Though December 2022 I am again making a 24-day advent calendar of 8x8 pixel fonts this time primarily on Mastodon.
While many were original designs or significantly-extended (normally at least adding a lower-case) and made it into my ZX Origins some were not suitable for inclusion as they were either straight conversions or needed very little extending.
Those fonts needed a home so they are presented here.
- Defender of the Crown
- Comic Fans
- The Neverending Story
- Tatung Einstein
- Tai Pan
- Gift from the Gods
- Simpsons Arcade
The rather thin yet stylish and unique font from Defender of the Crown!
This one looks best with a proportional rendering routine.
C64, CPC, Mac & NES ports (and sequel) used very different fonts.
Three fonts from the ZX Spectrum game Millionaire which sees you try to to run a successful games company with a £500 budget.
Despite it's 1984 date this sim, published by Incentive of Driller and GAC fame, used three custom 8x8 fonts, the ROM font and a 16x16 for presentation. The author John Hunt produced four Spectrum games in his short two-year ZX career
A script full of adventure and swashes!
I liked the look of The Neverending Story (especially on the C64) so much it's one of the screenshots I use for my simulator. A conversion seemed to make a lot of sense but it turned itself into a bit of an adventure...
I downloaded a D64, dumped the RAM, Binxelview contents and pixel-by-pixel reproduced it in BASIN only to find out when I finished it didn't look right. So I regenerated the screenshot using my adaptation... and it was wrong. Quite wrong.
Investigating further it seems that the original C64 release had a variation with a taller lower-case which is what I had converted. So I grabbed another image and tried again. This time it looked better and I decided to include both in the zip (Neverending 1985 is the earlier one).

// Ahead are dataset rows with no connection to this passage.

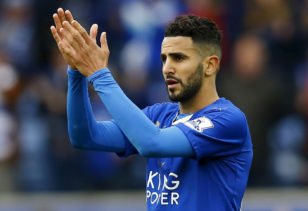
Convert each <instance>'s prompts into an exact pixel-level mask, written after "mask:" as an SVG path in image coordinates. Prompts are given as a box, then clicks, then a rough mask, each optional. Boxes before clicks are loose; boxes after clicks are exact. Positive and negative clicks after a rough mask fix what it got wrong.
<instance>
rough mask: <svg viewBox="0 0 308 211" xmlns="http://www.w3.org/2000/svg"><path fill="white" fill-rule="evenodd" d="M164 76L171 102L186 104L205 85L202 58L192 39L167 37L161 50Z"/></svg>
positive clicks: (178, 37)
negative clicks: (162, 62)
mask: <svg viewBox="0 0 308 211" xmlns="http://www.w3.org/2000/svg"><path fill="white" fill-rule="evenodd" d="M161 60H162V62H163V76H164V79H165V81H166V86H167V91H168V95H169V98H170V100H172V101H176V102H186V101H189V100H190V99H191V98H193V97H194V96H195V95H196V94H197V93H198V92H199V90H200V88H201V86H202V84H203V65H202V63H201V61H202V57H201V55H200V53H199V52H198V50H197V49H196V48H195V47H194V45H193V41H192V39H191V38H190V37H182V36H177V37H166V38H165V39H164V40H163V43H162V48H161Z"/></svg>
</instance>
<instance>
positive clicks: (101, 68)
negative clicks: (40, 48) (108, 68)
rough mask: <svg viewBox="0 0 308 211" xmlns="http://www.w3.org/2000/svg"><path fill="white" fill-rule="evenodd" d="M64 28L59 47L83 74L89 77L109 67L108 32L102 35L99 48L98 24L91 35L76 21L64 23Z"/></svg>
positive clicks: (61, 33)
mask: <svg viewBox="0 0 308 211" xmlns="http://www.w3.org/2000/svg"><path fill="white" fill-rule="evenodd" d="M62 26H63V27H62V28H61V29H60V35H61V37H62V40H63V41H60V42H59V43H58V46H59V48H60V50H61V52H63V53H64V54H65V56H66V57H67V58H70V60H71V61H72V62H73V63H74V65H75V66H76V67H77V69H78V70H79V72H80V73H81V74H83V75H84V76H86V77H88V76H90V75H92V74H93V73H95V72H96V71H98V70H100V69H103V68H106V67H107V66H108V59H109V54H110V52H109V48H108V44H107V39H106V32H103V33H102V34H101V36H100V43H101V46H98V45H97V44H96V36H97V30H98V26H97V24H93V25H92V27H91V29H90V35H88V33H87V31H86V30H85V29H84V28H83V27H82V26H81V25H80V24H79V23H78V22H77V21H76V20H72V22H71V23H69V21H64V22H63V23H62Z"/></svg>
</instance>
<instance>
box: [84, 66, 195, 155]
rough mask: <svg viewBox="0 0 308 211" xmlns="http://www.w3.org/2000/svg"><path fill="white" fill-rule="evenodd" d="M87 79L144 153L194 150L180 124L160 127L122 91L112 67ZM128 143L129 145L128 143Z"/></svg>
mask: <svg viewBox="0 0 308 211" xmlns="http://www.w3.org/2000/svg"><path fill="white" fill-rule="evenodd" d="M88 80H89V81H90V83H91V84H92V85H93V87H94V89H95V91H96V92H97V93H98V95H99V97H100V98H101V100H102V102H103V103H104V104H105V107H106V108H107V110H108V112H109V114H110V115H111V116H112V117H113V119H114V120H115V122H116V123H117V125H118V126H119V128H120V129H121V131H123V133H124V134H125V136H126V137H127V138H128V140H129V142H130V143H131V144H132V145H133V146H134V147H135V149H136V150H137V151H138V153H139V154H140V155H142V156H144V157H170V156H173V157H178V156H183V157H191V156H194V151H193V149H192V146H191V145H190V143H189V141H188V140H187V138H186V136H185V135H184V133H183V132H182V131H181V130H180V129H178V128H177V127H174V126H172V127H169V128H165V129H160V128H158V127H157V126H156V125H155V124H154V123H153V122H152V121H151V120H150V118H149V117H148V116H147V115H145V114H144V112H143V111H141V110H140V109H139V108H138V107H137V106H136V105H135V104H134V103H133V102H132V101H131V100H130V99H129V98H128V97H127V96H126V95H125V94H124V92H123V91H122V89H121V88H120V87H119V85H118V84H117V83H116V81H115V80H114V79H113V77H112V75H111V73H110V71H109V69H107V68H104V69H101V70H99V71H97V72H95V73H94V74H92V75H91V76H89V77H88ZM127 146H128V145H127Z"/></svg>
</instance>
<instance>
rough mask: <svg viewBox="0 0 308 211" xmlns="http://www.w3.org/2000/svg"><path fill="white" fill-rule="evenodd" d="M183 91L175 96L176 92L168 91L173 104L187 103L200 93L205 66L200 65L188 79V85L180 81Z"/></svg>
mask: <svg viewBox="0 0 308 211" xmlns="http://www.w3.org/2000/svg"><path fill="white" fill-rule="evenodd" d="M178 82H179V83H180V85H181V87H182V90H181V92H180V93H178V94H175V90H168V86H167V91H168V95H169V99H170V100H171V101H173V102H182V103H183V102H187V101H189V100H190V99H192V98H193V97H194V96H196V94H197V93H198V92H199V90H200V88H201V86H202V83H203V65H202V64H199V66H198V67H197V68H196V70H195V71H194V72H193V73H192V74H191V75H190V76H189V77H188V79H187V83H186V84H184V83H183V82H182V80H178Z"/></svg>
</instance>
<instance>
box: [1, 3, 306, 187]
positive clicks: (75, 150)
mask: <svg viewBox="0 0 308 211" xmlns="http://www.w3.org/2000/svg"><path fill="white" fill-rule="evenodd" d="M58 7H63V8H64V9H69V10H70V11H71V12H72V13H73V15H74V17H75V19H77V20H79V21H80V22H81V23H82V25H83V26H84V27H85V28H87V29H89V27H90V26H91V24H93V23H97V24H98V25H99V32H102V31H106V32H107V39H108V43H109V48H110V51H111V55H110V61H109V67H110V69H111V70H112V73H113V75H114V77H115V78H116V80H117V81H118V83H119V84H120V86H121V87H122V88H123V90H124V91H125V93H126V94H127V95H128V97H129V98H130V99H132V100H133V102H135V103H136V104H137V105H138V106H139V107H140V108H144V107H145V106H148V105H152V104H154V103H157V102H163V101H168V97H167V92H166V87H165V84H164V81H163V78H162V76H161V62H160V56H159V54H160V47H161V41H162V39H163V31H164V27H165V25H166V24H167V23H168V22H169V21H171V20H172V19H173V18H174V17H175V16H177V15H179V14H188V13H191V14H196V15H199V16H204V17H209V18H211V19H213V20H214V21H215V22H216V23H217V24H218V25H219V27H220V28H221V30H222V32H223V60H222V63H221V68H220V73H219V76H218V79H217V88H218V91H219V95H220V96H221V97H225V98H227V99H230V100H231V101H232V102H233V103H234V104H235V105H237V106H238V107H239V108H241V109H242V110H243V111H244V113H245V114H246V116H247V119H248V122H249V125H250V130H251V135H252V140H253V144H254V161H253V165H252V170H251V175H250V179H249V186H250V187H267V186H271V187H273V186H274V187H276V186H294V187H296V186H304V185H306V186H307V185H308V136H307V117H308V106H307V102H308V13H307V11H308V1H307V0H293V1H288V0H250V1H248V0H247V1H245V0H237V1H227V0H218V1H217V0H168V1H166V0H54V1H39V0H1V1H0V125H1V127H0V192H1V191H74V190H79V191H80V190H102V189H113V190H114V189H139V188H144V181H145V160H144V159H143V158H141V157H139V156H132V157H130V158H127V159H119V158H118V157H117V155H115V154H113V153H104V152H93V151H82V150H77V149H74V148H73V147H72V146H71V144H70V142H69V139H68V134H67V122H66V121H67V120H66V91H67V74H66V68H67V65H66V64H65V62H64V61H63V59H62V57H61V55H60V54H59V52H58V50H57V46H56V44H55V42H54V41H53V38H52V36H51V33H50V31H49V28H50V26H51V25H52V24H53V22H52V21H53V20H52V14H53V13H54V12H55V11H56V9H57V8H58ZM89 92H90V98H91V103H92V107H93V110H94V113H95V116H96V119H97V120H106V119H109V118H110V116H109V114H108V112H107V111H106V109H105V108H104V106H103V104H102V102H101V101H100V99H99V98H98V96H97V95H96V94H95V92H94V91H93V89H91V88H90V89H89Z"/></svg>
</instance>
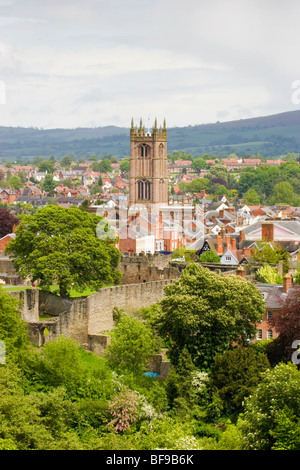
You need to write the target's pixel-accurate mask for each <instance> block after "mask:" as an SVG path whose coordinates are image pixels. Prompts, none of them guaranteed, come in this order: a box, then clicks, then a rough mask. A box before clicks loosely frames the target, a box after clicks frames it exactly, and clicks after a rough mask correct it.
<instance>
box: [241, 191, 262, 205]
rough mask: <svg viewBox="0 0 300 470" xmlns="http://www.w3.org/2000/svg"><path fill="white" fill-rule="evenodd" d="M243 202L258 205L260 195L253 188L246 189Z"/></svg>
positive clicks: (259, 203)
mask: <svg viewBox="0 0 300 470" xmlns="http://www.w3.org/2000/svg"><path fill="white" fill-rule="evenodd" d="M244 203H245V204H247V205H248V206H258V205H259V204H260V197H259V194H258V193H257V191H255V189H253V188H249V189H248V191H247V192H246V194H245V197H244Z"/></svg>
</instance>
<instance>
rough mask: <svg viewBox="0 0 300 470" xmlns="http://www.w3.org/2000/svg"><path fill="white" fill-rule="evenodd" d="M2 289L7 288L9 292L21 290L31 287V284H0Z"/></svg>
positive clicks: (18, 290)
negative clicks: (11, 284)
mask: <svg viewBox="0 0 300 470" xmlns="http://www.w3.org/2000/svg"><path fill="white" fill-rule="evenodd" d="M1 287H2V288H3V289H5V290H8V291H9V292H13V291H22V290H28V289H32V287H31V286H10V285H3V286H1Z"/></svg>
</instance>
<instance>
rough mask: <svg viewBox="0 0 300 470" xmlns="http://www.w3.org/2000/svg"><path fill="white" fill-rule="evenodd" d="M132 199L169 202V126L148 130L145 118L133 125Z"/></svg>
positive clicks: (158, 201)
mask: <svg viewBox="0 0 300 470" xmlns="http://www.w3.org/2000/svg"><path fill="white" fill-rule="evenodd" d="M129 203H130V204H137V203H141V204H143V205H145V206H148V207H149V206H150V205H153V204H155V205H166V204H168V160H167V127H166V121H165V120H164V124H163V127H160V128H159V129H158V127H157V119H155V123H154V126H153V128H152V132H151V133H150V132H148V133H146V131H145V126H144V125H143V122H142V119H141V120H140V126H139V128H137V127H135V126H134V122H133V119H132V121H131V129H130V176H129Z"/></svg>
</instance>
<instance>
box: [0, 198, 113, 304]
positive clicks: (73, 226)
mask: <svg viewBox="0 0 300 470" xmlns="http://www.w3.org/2000/svg"><path fill="white" fill-rule="evenodd" d="M102 219H103V218H102V217H99V216H96V215H95V214H90V213H88V212H86V211H82V210H80V209H78V208H75V207H71V208H69V209H65V208H62V207H57V206H54V205H52V206H51V205H49V206H46V207H45V208H42V209H40V210H38V211H37V212H36V213H35V214H33V215H26V216H24V217H23V219H22V222H21V223H20V225H19V226H18V228H17V229H16V235H17V236H16V238H15V239H14V240H12V241H11V242H10V243H9V244H8V246H7V249H6V253H7V254H9V255H10V257H12V258H13V261H14V265H15V268H16V269H17V271H19V273H20V274H21V276H22V277H24V278H26V277H30V278H31V281H32V282H35V281H39V282H40V285H41V286H42V287H49V286H51V285H58V286H59V292H60V295H62V296H66V295H67V294H68V293H69V292H70V290H71V288H75V289H78V290H82V289H84V288H85V287H87V286H90V287H92V288H94V289H97V288H100V287H101V286H103V285H104V284H115V283H118V281H119V279H120V276H121V274H120V272H119V271H117V270H116V268H117V266H118V264H119V260H120V252H119V250H118V249H117V248H116V247H115V246H114V244H113V242H112V241H111V239H108V238H105V237H103V234H102V236H101V238H100V237H98V236H97V226H98V224H99V223H101V221H102Z"/></svg>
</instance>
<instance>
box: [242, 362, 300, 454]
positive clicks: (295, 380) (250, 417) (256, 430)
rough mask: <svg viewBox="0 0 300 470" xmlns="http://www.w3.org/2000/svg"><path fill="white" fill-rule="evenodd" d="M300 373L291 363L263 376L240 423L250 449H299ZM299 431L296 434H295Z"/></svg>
mask: <svg viewBox="0 0 300 470" xmlns="http://www.w3.org/2000/svg"><path fill="white" fill-rule="evenodd" d="M299 387H300V373H299V371H298V369H297V366H296V365H295V364H292V363H288V364H283V363H281V364H278V365H277V366H276V367H275V368H274V369H270V370H267V371H266V372H264V373H263V374H262V379H261V381H260V383H259V384H258V386H257V388H256V390H255V391H254V393H253V394H252V395H251V396H250V397H248V398H247V399H246V400H245V411H244V413H243V415H241V417H240V419H239V421H238V427H239V429H240V430H241V431H242V436H243V448H244V449H247V450H271V449H281V448H283V449H286V450H288V449H289V450H300V439H299V430H300V427H299V424H300V423H299V421H300V420H299V416H300V403H299V399H298V392H299ZM295 431H296V432H295Z"/></svg>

Unusually they then used this revised font on the all the other conversions - Atari 8-bit, Spectrum, Amstrad and Apple.
I considered reaching out to the authors to find out what happened here only to find out that the original programmer Ian Weatherburn passed away in the 90s and graphic artist Steven Cain passed away in 2006 may they rest in peace.
It's a lovely font and even has 16x16 caps for the drop-caps. It is modelled on a typeface called Arnold Böcklin by Otto Weisert in 1904!
This 1984 machine had limited success in the UK as a dev host for other machines thanks to some compat (Z80+AY3) paired with fast 3" disks, large RAM, CP/M & decent IO ports.
This little font meant despite the same 256x192 res text would be 42 columns wide as standard compared to Speccy's 32 columns.
Did you know the Commodore 1541 floppy drive has a 6502 CPU inside?
Matthias Kramm created the Freespin demo running on the drive itself using the stepper-motor for sound & bit-banging serial data+clock for gfx over composite!
It doesn't need the C64! Crazy.
Felidae's sharp font that appears on C64 host today gets a symbol+lower supplemented version.
Ocean's 1987 adaptation of James Clavell's book sees you taking to the streets of 1800's China in an attempt to make your fortune.
The graphics are bright and colourful and once again all formats used this rather nice capitals-only font.
I've extended it here with my idea of a lower-case set and an alternative small-caps variant for you to enjoy!
Five Ways Software appeared in 1983 producing educational Speccy titles before branching into games including two Lone Wolf game book adaptations.
Right from the outset they used proportional font rendering + some very nice fonts while most other publishers were still using the plain ROM font.
Here's their font from Lone Wolf, Aztec & King Arthur's Quest!
Ocean's colourful 1984 adventure Gift from the Gods developed by Denton Designs was an interesting concept marred by sluggish controls.
The font however was full of unashamed big brush strokes which I've extended here to include lower-case and symbols!
The arcade Simpsons game was a surprisingly fun multiplayer beat-em-up romp through Springfield and the in-game font captured the chaotic lettering of the TV title sequence perfectly.
Here I've attempted to add a set of lower-case characters in the same style... I hope I did it justice - it's a tricky one!